トップページ > 静岡才能人 > ガラス工芸家“寺田光晴さん”
‐あづみ野ガラス工房の修行時代について、くわしく聞かせてもらえますか。
修行時代というと、苦労のあった下積み時代のように聞こえがちですが、一番好きなことをしていましたので、苦労したなあと感じたことはほとんど記憶にないですね。僕の場合、苦労という言葉は当てはまらないと思います。(笑)
むしろ、工房に勤務していた頃は、毎日がガラス漬けの日々だったので、とても充実していました。密接に接する事から得られる、新たな発見が多かったためだと思います。
‐毎日が、ガラス漬けという表現も凄いですね。
一方、大学時代は制作時間や設備の制約が多くて、とてもストレスがたまりやすい時期でした。教え方に関しても悪い意味での放任主義でしたので。友人たちの話を聞く限りでは、他の美大もやはり、似たような感じでしたね。これは、本当にもったいないことだと思います。
それでも、上京したことによって、トップレベルのものを見ることができたことは、いまでも大きな財産になっています。日本の美術事情は、ほぼ東京一極集中ですから、東京以外の地域との格差がたいへん大きいです。今でもなるべく行くように心がけてます。
とにかく何事も直接見たり、会ったりすることは身になるものだと、今でも強く感じます。振り返ると、制作したくても十分にできない大学時代が一番の苦難だったかもしれません。

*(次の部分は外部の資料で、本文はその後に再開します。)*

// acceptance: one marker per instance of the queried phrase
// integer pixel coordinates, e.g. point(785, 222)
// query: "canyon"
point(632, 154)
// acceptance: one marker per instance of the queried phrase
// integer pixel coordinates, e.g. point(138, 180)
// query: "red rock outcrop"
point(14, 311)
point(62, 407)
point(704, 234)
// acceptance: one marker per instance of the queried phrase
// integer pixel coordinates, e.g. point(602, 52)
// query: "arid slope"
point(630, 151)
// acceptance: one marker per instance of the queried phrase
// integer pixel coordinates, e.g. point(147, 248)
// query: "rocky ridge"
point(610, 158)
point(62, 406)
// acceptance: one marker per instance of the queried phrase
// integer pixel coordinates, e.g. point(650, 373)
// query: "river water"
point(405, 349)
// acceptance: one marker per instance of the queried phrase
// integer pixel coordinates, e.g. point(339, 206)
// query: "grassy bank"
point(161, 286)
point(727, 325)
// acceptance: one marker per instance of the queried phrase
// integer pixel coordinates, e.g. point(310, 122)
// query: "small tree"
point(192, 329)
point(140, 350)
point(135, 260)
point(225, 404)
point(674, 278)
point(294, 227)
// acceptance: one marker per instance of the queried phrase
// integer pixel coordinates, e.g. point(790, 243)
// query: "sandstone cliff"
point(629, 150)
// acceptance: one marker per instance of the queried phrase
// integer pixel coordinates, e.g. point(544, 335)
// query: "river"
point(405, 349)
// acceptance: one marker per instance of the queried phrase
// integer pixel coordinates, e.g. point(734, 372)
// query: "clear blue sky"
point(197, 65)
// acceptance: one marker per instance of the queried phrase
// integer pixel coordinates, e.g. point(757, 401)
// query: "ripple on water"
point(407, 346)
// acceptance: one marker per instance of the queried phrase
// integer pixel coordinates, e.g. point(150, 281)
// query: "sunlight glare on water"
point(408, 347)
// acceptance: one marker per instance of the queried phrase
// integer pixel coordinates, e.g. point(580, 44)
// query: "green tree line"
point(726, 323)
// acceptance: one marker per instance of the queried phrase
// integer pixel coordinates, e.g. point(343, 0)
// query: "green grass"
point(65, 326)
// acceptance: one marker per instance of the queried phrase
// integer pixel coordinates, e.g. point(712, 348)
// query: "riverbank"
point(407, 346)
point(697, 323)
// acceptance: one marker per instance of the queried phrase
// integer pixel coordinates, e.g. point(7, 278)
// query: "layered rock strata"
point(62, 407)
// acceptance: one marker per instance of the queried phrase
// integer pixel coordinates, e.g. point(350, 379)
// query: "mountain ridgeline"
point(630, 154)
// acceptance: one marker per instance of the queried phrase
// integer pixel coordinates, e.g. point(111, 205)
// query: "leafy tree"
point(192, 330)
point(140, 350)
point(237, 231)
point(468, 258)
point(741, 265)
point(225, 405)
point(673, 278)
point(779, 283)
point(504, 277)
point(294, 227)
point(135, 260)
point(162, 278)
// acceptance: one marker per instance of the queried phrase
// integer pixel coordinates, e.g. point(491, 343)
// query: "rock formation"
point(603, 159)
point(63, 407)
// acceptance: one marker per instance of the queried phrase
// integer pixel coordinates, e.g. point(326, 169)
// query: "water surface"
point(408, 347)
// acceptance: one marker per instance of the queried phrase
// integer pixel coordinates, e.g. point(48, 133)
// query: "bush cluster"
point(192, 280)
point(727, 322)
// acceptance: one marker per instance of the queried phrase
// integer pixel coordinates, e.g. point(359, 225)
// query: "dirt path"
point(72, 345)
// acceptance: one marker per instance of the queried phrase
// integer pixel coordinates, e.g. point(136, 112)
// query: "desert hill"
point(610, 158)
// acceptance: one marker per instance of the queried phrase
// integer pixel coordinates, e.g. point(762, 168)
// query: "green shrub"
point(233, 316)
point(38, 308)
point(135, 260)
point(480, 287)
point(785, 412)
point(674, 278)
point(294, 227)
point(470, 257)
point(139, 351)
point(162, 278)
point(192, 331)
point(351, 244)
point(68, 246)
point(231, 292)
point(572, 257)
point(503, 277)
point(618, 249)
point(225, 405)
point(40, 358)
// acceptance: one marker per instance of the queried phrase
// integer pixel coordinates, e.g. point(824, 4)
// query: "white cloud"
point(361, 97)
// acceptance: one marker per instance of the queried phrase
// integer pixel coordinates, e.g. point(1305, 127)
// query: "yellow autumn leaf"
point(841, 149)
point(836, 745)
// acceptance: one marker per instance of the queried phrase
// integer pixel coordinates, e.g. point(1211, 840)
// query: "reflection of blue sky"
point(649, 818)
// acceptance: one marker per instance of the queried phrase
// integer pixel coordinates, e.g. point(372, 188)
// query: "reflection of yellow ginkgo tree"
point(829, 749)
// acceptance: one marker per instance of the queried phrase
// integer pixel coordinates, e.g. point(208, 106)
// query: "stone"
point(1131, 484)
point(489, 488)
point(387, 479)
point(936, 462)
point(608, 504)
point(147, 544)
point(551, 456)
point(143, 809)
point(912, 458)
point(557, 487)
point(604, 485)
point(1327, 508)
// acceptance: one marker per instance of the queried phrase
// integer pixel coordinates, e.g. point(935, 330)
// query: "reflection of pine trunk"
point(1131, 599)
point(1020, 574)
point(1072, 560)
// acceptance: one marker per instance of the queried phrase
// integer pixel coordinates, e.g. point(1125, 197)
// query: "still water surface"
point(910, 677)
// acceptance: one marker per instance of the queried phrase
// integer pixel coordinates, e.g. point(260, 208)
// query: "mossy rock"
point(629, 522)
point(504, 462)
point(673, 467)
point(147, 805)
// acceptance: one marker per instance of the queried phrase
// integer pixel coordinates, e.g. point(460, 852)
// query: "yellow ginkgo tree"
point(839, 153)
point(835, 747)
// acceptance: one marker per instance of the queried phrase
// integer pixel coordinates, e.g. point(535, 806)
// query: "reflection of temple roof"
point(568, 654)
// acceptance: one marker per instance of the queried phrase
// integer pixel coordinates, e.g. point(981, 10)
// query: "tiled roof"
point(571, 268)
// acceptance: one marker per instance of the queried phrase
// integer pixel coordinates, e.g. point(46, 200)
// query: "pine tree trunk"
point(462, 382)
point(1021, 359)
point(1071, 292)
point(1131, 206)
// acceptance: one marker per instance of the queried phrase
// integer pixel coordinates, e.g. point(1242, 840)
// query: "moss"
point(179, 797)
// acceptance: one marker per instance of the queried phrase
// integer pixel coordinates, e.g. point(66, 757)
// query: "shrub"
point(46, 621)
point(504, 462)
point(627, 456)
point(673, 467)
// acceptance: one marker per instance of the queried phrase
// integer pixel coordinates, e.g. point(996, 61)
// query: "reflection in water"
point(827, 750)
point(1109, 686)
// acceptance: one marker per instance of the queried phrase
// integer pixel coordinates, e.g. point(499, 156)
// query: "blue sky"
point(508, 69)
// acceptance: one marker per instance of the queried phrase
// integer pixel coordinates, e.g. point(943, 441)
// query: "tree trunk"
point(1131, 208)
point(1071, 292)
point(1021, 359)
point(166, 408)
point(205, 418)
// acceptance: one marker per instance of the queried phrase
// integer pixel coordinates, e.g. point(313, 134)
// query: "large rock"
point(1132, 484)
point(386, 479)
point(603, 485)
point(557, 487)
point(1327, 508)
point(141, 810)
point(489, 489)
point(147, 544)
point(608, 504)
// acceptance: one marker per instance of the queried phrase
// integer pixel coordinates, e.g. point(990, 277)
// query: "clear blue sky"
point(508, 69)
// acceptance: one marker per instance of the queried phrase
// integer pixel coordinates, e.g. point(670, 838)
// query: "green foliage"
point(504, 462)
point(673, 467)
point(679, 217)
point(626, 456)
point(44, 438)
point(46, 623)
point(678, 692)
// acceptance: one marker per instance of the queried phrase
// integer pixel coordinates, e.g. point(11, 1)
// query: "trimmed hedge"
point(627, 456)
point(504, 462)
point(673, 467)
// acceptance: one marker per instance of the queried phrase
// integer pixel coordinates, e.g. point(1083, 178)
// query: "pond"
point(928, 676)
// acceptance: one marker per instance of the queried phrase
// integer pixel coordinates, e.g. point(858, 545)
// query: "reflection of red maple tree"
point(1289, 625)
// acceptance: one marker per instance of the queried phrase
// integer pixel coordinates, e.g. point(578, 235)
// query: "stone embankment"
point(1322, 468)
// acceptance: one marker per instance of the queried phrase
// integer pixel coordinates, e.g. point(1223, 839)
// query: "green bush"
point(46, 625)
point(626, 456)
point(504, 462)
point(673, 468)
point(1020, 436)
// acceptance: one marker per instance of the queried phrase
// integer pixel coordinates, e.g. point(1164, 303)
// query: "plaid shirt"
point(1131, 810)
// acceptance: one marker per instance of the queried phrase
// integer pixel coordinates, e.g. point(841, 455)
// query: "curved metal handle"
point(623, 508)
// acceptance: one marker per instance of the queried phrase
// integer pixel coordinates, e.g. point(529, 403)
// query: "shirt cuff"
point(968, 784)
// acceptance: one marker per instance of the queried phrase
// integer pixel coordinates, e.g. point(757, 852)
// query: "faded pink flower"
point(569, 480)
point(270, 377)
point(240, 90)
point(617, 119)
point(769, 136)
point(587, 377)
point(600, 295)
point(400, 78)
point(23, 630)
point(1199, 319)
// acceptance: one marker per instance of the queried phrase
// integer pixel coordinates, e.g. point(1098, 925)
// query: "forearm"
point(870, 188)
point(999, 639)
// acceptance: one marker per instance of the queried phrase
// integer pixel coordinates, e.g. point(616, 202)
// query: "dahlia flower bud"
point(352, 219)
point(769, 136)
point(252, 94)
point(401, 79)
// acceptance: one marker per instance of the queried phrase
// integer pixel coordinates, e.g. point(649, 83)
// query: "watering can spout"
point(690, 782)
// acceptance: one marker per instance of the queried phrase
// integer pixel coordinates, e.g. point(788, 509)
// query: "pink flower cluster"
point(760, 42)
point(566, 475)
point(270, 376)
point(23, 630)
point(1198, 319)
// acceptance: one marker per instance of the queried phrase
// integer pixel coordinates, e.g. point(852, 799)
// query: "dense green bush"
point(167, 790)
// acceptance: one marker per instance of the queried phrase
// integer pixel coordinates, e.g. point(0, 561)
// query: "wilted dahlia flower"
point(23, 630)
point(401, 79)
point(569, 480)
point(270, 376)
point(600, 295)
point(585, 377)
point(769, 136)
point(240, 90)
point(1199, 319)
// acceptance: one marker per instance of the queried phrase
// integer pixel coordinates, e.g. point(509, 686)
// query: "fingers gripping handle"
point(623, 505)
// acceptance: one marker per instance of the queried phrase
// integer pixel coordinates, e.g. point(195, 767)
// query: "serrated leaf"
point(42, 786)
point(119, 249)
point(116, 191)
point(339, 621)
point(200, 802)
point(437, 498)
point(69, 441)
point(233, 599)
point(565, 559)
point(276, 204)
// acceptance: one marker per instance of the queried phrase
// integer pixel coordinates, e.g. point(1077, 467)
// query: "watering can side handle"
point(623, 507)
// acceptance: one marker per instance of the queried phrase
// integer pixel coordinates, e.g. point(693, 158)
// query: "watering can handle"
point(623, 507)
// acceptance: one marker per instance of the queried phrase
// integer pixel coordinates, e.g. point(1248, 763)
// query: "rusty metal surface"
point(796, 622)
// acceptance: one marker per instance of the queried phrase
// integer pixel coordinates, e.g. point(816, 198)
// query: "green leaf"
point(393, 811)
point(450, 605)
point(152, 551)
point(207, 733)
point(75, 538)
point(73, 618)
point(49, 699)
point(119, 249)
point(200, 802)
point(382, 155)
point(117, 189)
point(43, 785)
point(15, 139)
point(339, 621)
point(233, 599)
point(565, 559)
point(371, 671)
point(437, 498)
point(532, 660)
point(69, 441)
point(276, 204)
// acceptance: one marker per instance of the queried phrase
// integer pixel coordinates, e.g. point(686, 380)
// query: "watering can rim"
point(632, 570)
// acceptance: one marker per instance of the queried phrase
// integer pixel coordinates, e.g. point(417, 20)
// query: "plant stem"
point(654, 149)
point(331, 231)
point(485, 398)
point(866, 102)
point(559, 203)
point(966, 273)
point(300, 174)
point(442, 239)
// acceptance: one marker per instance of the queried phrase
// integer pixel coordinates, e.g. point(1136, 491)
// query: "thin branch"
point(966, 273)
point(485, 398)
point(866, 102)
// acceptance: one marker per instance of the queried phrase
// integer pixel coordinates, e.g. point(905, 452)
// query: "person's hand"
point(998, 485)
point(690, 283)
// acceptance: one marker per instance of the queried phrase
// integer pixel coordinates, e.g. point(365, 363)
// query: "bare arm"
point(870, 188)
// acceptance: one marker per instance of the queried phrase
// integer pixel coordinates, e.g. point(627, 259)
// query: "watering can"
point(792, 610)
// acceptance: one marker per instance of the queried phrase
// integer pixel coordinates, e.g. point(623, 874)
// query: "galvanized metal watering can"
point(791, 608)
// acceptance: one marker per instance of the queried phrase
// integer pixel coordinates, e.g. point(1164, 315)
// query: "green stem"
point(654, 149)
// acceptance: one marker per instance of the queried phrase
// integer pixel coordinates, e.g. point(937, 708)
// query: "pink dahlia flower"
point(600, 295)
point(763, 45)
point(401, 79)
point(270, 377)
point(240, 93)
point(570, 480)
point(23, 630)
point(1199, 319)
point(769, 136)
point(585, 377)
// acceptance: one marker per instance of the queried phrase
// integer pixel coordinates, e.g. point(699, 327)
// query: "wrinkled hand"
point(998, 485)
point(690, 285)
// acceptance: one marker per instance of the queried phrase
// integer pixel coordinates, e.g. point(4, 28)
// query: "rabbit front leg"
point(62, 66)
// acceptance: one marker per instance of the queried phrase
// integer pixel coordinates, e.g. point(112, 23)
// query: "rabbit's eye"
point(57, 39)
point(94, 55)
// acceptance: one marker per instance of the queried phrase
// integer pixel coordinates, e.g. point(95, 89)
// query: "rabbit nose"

‐様々な体験を経て、現在、作品づくりで大切にされていることは、ありますか?
最近は、とにかく美しいもの、おもしろいものを作るぞ!という考えは薄くなってきました。
この考え方で制作をした場合、自己主張ができて、結果的にスッキリした!みたいな作風になってしまう可能性がとても高かったからです。
現在は、自分の作品が設置されたら、どんな佇まいを漂わせるだろうか?ということを気にしながら、制作しています。
ガラスは御存じのとおり、まわりの光を取り入れたり、景色を透かしてみせます。
作品が周囲の空気と調和することで、見てくれる人との関係が上質なものになればと思っています。